Groenewegen embraces responsibility

After Sara Moulton graduated, the sophomore became the team’s sole ace.

Matt Greenstein

Last year, Sara Groenewegen was the Big Ten’s Pitcher of the Year.

And she wasn’t even the ace on her own team.

With last year’s ace Sara Moulton graduated, the Gophers now rely heavily on sophomore Groenewegen to give them strong outings consistently.

“Last year we had Sara Moulton and Sara Groenewegen. We had 1A and 1B. We had two tremendous pitchers, and our [pitching] staff is going to get back to that,” head coach Jessica Allister said.

Moulton has since gone on to play professionally for the Chicago Bandits.

The increased pressure has not fazed Groenewegen.

“Coach [Piper] Ritter [tells me] all the time, ‘Pressure is make-believe.’ You only put the pressure on yourself, and if you do that, you’re going to be digging yourself a hole. I don’t look at pressure as a bad thing. I look at it as a good thing,” Groenewegen said.

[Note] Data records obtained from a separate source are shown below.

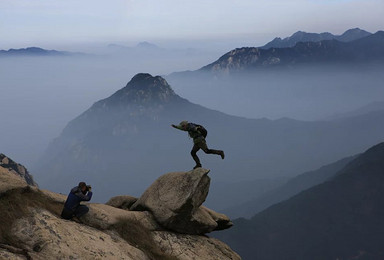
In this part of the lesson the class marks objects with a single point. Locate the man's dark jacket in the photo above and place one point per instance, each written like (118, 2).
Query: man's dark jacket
(75, 197)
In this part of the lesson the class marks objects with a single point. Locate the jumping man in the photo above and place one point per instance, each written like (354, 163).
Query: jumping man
(198, 133)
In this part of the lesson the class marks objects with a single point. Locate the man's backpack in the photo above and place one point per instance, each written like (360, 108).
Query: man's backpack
(202, 130)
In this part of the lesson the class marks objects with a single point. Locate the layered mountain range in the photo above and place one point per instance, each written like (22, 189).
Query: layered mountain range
(342, 218)
(167, 222)
(122, 141)
(365, 49)
(300, 36)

During the offseason, Groenewegen keeps her body in softball mode.

The sophomore plays for Canada’s national team, and Moulton said Groenewegen’s additional pitching experience helped her prepare for the extra responsibility with the Gophers.

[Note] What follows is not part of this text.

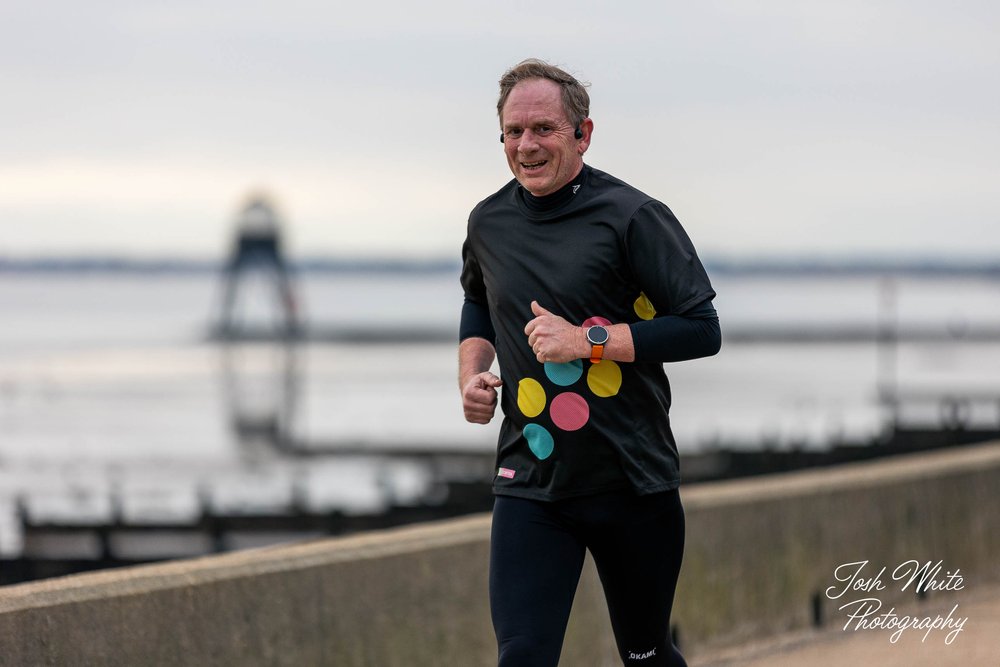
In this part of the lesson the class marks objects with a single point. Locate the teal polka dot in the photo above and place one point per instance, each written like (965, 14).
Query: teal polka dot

“She’s playing year-round at a very high level. Last year, I threw my innings and she threw her innings,” Moulton said. “She knows this year she’ll be expected to throw more, and I think she’s mentally and physically prepared to do that this year.”

Though Groenewegen’s progression throughout her time with Minnesota has been noticeable, more than just her skills set her apart.

With Moulton’s absence, Groenewegen has not only taken on pitching responsibilities but also the team’s leadership role.

“Sara is as competitive as they come. She wants to win, and I think that is her leadership piece. When it comes down to it, she wants the ball and wants to win. Our team really feeds off of her competitive fire, and I think that’s her biggest attribute as a leader,” Allister said.

Groenewegen has taken her role model responsibilities seriously, even as a sophomore.

Moulton and Groenewegen are still in contact throughout the year, and although Moulton gave Groenewegen pointers last year, the professional has taken a step back from coaching the Gophers athlete.

“She’s been doing really well. [My conversations with her have] been more emotional support rather than the technical stuff because they have a pitching coach for all that,” Moulton said.

Last season, Groenewegen and Moulton led the team on and off the field. But now with her counterpart gone, Groenewegen’s noticed her added responsibilities.

“Last year, I had a big leadership role, especially as a freshman [and] especially with Moulton being gone this year … I’ve had to step up,” Groenewegen said. “I think just working hard in practice really reflects on to the other teammates.”